Shouldn't Survivors Of Genocide Be Treated Differently?

Ewelina U. Ochab Legal researcher
Me me me!!! Early on in my career I LOVED travelling with work.

Over the last week, several UK media sources ran stories on a striking piece of research publicised by Barnabas Fund. The story centres around Home Offices figures obtained by the religious aid organisation. The figures highlight the very low number of religious minority Syrians who have been recommended for resettlement by the UNHCR, and eventually resettled by the UK government.

According to the research, out of 2,637 Syrians recommended for resettlement to the UK by the UNHCR in 2015, only 57 of them identified as religious minorities persecuted in Syria: 43 were Christians, 1 was Shia Muslim, and 13 were Yazidis. The individuals who were eventually resettled by the UK government in 2015 totalled 1,194 Syrians. Of those, 41 individuals belonged to religious minorities: 40 Christians, 1 Shia Muslim, and 0 Yazidis.

The figures were even lower in 2016. 7,499 Syrians were recommended for resettlement to the UK by the UNHCR. Only 45 individuals belonged to religious minorities: 27 were Christians, 13 Shia, and 5 Yazidis. From a total of 4,369 Syrians eventually resettled in the UK, 60 individuals belonged to religious minorities: 20 Christians, 12 Shia Muslims, 18 Yazidis, 6 Druze, and 4 Eastern Orthodox.

The numbers of the religious minority Syrians proposed for resettlement or actually resettled may be perceived as being reasonable and (more or less) proportionate to the religious demographics in Syria. Indeed, Christians, Yazidis and Shia Muslims are minorities in predominately Sunni Muslim Syria. However, such statistical approach is flawed. It neglects the nature of the atrocities perpetrated by Daesh against religious minorities in Syria (and beyond).

Photograph taken during my trip to the Nineveh Plains in November 2016. (Photo credit: Ewelina U. Ochab)

It is a matter of fact that the largest number of causalities in Syria are the Sunni Muslims. Sunni Muslims are the majority population in Syria. Hence, even without specifically targeting Sunni Muslims, they would statistically be the biggest victims of the ongoing atrocities perpetrated by the government, the opposition, and the various militia groups involved (of which Daesh is only a small part of).

Yet, in early 2014, Daesh unleashed a genocidal campaign against religious minorities with the purpose of eliminating religious pluralism from the region. It has been confirmed by international and state actors; Daesh targeted religious minorities, Christians, Yazidis, Shia Muslims and others in an attempt to establish a purely Islamic state. In accordance with Daesh' ideology, there was no space for religious minorities under Daesh's caliphate. Hence, while the Syrian Civil War has been ongoing for years, early in 2014 another conflict emerged. It followed different rules. It's aim was to create a purely Islamic state, separate from Syria and the Syrian internal conflict.

The recognition of the Daesh atrocities against religious minority groups in Syria (and Iraq) as genocide is not insignificant. Genocide is the crime of crimes. Under international law, this is the worst crime there is. While crimes against humanity or war crimes many lead to similar or even greater number of causalities than genocide, the crime of genocide is different because of the underlying intent. As its goal, Daesh planned to destroy protected groups in whole or in part.

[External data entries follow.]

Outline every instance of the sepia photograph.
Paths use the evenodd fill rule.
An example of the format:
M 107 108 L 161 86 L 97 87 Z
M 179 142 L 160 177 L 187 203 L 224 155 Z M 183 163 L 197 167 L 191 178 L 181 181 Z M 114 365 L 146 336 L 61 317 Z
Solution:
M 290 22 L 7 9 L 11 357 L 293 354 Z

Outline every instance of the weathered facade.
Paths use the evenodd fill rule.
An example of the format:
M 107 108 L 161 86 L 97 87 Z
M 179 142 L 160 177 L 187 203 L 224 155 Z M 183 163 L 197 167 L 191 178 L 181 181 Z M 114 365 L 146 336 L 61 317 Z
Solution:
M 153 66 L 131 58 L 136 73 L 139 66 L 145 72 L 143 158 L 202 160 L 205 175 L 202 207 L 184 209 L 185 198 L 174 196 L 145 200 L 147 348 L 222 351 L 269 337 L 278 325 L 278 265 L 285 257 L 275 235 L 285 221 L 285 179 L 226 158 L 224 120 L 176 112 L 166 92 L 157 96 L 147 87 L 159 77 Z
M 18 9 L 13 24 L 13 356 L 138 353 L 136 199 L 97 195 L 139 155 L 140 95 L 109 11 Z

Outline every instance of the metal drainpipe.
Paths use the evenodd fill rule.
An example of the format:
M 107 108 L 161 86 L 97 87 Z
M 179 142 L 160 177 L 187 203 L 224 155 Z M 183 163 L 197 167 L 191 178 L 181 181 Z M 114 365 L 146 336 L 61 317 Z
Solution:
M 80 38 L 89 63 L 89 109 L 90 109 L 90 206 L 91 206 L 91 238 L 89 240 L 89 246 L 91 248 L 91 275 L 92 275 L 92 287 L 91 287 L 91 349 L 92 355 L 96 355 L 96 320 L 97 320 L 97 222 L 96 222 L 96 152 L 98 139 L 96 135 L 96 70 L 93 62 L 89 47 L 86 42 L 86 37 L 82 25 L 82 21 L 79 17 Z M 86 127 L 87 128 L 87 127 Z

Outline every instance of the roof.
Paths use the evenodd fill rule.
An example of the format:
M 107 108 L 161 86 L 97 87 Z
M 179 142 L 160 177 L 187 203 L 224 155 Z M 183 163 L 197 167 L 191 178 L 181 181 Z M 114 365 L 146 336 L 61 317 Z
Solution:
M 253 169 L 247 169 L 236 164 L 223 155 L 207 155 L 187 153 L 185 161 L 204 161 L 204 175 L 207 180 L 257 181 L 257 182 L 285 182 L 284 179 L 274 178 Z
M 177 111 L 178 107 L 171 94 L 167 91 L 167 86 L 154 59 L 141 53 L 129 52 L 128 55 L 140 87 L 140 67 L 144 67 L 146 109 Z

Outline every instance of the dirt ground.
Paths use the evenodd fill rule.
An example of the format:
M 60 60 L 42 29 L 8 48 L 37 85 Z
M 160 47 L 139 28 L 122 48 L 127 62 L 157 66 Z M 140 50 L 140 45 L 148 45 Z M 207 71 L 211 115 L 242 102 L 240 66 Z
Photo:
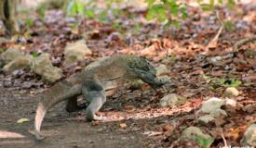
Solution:
M 134 96 L 136 92 L 138 91 L 128 95 L 130 95 L 130 98 L 136 97 Z M 107 117 L 112 117 L 119 112 L 119 117 L 106 122 L 88 123 L 85 121 L 83 111 L 69 114 L 64 111 L 64 105 L 60 104 L 47 114 L 43 122 L 42 134 L 47 136 L 47 139 L 36 142 L 31 132 L 33 132 L 37 95 L 9 91 L 5 88 L 0 89 L 0 94 L 1 148 L 161 147 L 159 142 L 150 138 L 150 130 L 156 130 L 159 124 L 155 123 L 162 123 L 168 117 L 160 116 L 149 118 L 152 117 L 153 115 L 150 112 L 154 112 L 154 109 L 143 111 L 144 115 L 139 115 L 140 109 L 141 109 L 140 107 L 135 108 L 136 111 L 132 111 L 132 113 L 126 112 L 125 109 L 122 109 L 126 103 L 122 103 L 121 99 L 112 98 L 108 99 L 102 111 L 107 112 Z M 142 98 L 142 100 L 146 98 Z M 114 106 L 111 106 L 113 105 Z M 115 106 L 115 108 L 114 108 Z M 109 111 L 108 108 L 113 111 Z M 144 117 L 144 118 L 140 118 L 140 117 Z M 30 121 L 19 124 L 17 120 L 20 118 L 29 118 Z

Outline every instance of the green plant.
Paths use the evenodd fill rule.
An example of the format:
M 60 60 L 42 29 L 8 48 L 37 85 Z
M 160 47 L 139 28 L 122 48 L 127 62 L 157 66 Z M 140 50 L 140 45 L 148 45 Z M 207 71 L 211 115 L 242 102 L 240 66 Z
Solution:
M 32 56 L 33 56 L 34 58 L 36 58 L 36 57 L 38 57 L 39 53 L 36 52 L 36 51 L 33 51 L 33 52 L 32 52 Z
M 30 18 L 25 19 L 25 24 L 28 28 L 32 27 L 34 25 L 34 20 Z
M 66 12 L 69 16 L 81 15 L 87 18 L 94 18 L 95 13 L 92 7 L 89 7 L 92 4 L 92 0 L 85 3 L 79 0 L 71 0 L 66 6 Z
M 39 15 L 39 18 L 44 20 L 45 19 L 45 17 L 46 17 L 46 5 L 42 4 L 40 5 L 40 6 L 37 8 L 37 13 Z
M 165 25 L 174 25 L 179 27 L 179 14 L 182 18 L 188 17 L 186 5 L 184 3 L 178 3 L 176 0 L 146 0 L 148 4 L 147 19 L 157 18 L 160 22 L 165 22 Z
M 185 3 L 178 2 L 178 0 L 145 0 L 148 4 L 147 19 L 156 18 L 160 22 L 165 22 L 165 27 L 173 25 L 179 27 L 178 18 L 186 18 L 187 5 Z M 197 0 L 197 4 L 205 11 L 212 11 L 216 5 L 223 5 L 223 0 L 209 0 L 206 3 L 204 0 Z M 233 8 L 236 5 L 236 0 L 225 0 L 225 5 L 229 8 Z

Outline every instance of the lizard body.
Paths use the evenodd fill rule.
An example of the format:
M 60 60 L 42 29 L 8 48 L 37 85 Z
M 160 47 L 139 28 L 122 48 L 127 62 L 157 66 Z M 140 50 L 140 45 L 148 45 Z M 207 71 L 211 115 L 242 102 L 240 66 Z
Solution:
M 79 109 L 77 96 L 82 94 L 89 102 L 86 109 L 87 119 L 101 120 L 102 118 L 95 113 L 106 101 L 108 90 L 131 80 L 141 80 L 156 89 L 167 81 L 159 80 L 155 73 L 146 59 L 135 56 L 102 57 L 92 62 L 82 72 L 56 83 L 41 95 L 34 120 L 36 140 L 44 139 L 39 134 L 41 124 L 46 113 L 56 104 L 67 100 L 66 110 L 75 111 Z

It means that if the perpetrator is not stopped, if the genocidal campaign is not stopped, there is a risk that the targeted groups would disappear from the surface of the earth. The nature of the crime justifies a broad range of actions: from military intervention to humanitarian assistance to the survivors. Resettlement to a safe haven should be included as one of these actions. It is necessary to ensure that the what remains is temporarily or permanently removed from the conflict zone, depending on the situation and the needs, to ensure its survival. This consideration, justifying the favourable treatment of persecuted religious minorities as a priority for resettlement, appears to be removed from the debate.

The recent genocidal atrocities perpetrated against religious minorities cannot be neglected and vulnerable victims cannot be left without assistance.

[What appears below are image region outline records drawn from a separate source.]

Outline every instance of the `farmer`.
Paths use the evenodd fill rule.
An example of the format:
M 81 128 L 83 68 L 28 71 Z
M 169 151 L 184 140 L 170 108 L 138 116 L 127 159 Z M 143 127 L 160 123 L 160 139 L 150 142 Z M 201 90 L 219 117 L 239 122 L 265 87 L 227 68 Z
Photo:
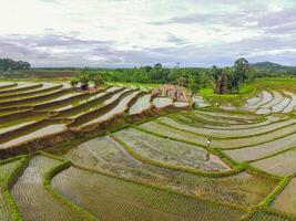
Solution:
M 210 147 L 211 143 L 212 143 L 212 140 L 210 139 L 210 137 L 207 137 L 207 139 L 206 139 L 206 147 L 207 148 Z

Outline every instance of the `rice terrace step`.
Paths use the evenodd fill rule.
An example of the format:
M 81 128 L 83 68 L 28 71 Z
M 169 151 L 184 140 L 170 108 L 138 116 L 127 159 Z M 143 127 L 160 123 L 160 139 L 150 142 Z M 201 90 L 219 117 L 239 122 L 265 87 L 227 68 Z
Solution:
M 296 0 L 0 6 L 0 221 L 296 221 Z

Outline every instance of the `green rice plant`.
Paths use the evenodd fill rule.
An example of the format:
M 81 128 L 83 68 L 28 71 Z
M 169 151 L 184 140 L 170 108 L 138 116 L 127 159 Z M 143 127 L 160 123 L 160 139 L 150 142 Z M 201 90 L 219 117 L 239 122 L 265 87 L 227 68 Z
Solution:
M 12 187 L 12 196 L 24 220 L 83 220 L 81 214 L 58 201 L 43 186 L 52 175 L 50 171 L 60 165 L 61 161 L 55 159 L 32 156 L 29 166 Z
M 27 167 L 29 160 L 24 156 L 18 156 L 7 160 L 0 161 L 0 186 L 2 201 L 6 208 L 6 219 L 12 221 L 21 221 L 21 213 L 11 196 L 11 187 L 14 185 L 16 180 Z M 6 220 L 4 219 L 4 220 Z
M 231 207 L 73 167 L 55 176 L 52 186 L 102 220 L 196 220 L 196 214 L 200 220 L 236 220 L 242 215 Z
M 277 183 L 246 172 L 212 178 L 156 167 L 136 160 L 108 136 L 85 141 L 63 156 L 80 168 L 231 204 L 256 204 Z

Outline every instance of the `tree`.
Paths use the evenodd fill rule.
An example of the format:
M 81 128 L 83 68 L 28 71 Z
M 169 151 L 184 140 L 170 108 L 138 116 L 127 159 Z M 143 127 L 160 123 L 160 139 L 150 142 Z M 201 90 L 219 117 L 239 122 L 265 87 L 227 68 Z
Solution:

There may be two main problems. The first problem centres around the designation of the refugee status and the second, the designation of who is particularly vulnerable and resettling based on this consideration. Religious minorities struggle to be recognised under either.

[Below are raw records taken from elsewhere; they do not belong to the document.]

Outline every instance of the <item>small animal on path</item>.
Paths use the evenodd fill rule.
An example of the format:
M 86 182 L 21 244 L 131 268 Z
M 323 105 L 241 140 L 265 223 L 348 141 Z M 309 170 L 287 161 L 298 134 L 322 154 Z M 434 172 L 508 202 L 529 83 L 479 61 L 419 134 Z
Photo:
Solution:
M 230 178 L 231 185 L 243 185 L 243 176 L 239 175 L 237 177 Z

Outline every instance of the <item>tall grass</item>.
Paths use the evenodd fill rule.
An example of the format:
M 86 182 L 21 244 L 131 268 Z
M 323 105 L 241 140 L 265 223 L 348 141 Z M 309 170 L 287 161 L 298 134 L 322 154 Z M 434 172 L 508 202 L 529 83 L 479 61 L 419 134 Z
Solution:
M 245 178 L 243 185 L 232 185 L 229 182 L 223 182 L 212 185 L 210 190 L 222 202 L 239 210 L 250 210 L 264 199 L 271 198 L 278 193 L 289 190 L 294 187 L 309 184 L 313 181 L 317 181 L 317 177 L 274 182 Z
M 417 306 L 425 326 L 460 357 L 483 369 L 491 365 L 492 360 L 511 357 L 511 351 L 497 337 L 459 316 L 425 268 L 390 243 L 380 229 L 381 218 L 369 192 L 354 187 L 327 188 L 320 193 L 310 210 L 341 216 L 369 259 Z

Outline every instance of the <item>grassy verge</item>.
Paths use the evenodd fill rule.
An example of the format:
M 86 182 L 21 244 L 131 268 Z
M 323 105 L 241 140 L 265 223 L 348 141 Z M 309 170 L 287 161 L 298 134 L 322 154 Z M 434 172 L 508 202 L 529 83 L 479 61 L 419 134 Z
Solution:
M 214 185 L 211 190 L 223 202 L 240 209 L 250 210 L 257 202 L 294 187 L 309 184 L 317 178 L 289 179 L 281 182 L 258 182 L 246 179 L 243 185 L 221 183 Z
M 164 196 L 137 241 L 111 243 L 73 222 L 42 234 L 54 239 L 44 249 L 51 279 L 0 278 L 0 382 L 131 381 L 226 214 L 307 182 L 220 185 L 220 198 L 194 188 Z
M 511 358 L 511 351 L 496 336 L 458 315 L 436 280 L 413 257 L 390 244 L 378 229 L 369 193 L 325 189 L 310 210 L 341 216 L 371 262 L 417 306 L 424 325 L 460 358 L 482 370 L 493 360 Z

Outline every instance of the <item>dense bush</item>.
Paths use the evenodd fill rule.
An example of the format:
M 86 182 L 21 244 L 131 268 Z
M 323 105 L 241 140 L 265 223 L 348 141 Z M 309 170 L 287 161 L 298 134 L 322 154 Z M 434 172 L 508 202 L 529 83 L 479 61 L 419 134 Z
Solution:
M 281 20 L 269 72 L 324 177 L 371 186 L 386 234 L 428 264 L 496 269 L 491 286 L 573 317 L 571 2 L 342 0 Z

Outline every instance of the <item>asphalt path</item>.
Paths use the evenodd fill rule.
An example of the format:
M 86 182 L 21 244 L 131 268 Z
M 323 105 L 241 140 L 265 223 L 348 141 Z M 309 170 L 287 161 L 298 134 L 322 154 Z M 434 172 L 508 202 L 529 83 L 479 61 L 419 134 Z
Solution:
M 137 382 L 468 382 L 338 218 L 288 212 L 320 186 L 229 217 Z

This struggle shows the flaws of the existing mechanism. A failure that needs to be addressed to ensure that vulnerability assessment reflects the empirical facts and not the coincidental falling within the artificially established categories. As it is clear from the cases of the religious groups persecuted because of their religion, the flawed vulnerability assessment fails Christians, Yazidis, Rohingya Muslims and many more. The survivors of genocidal atrocities must be treated differently - even if this means discriminating for resettlement. Their survival often depends on it.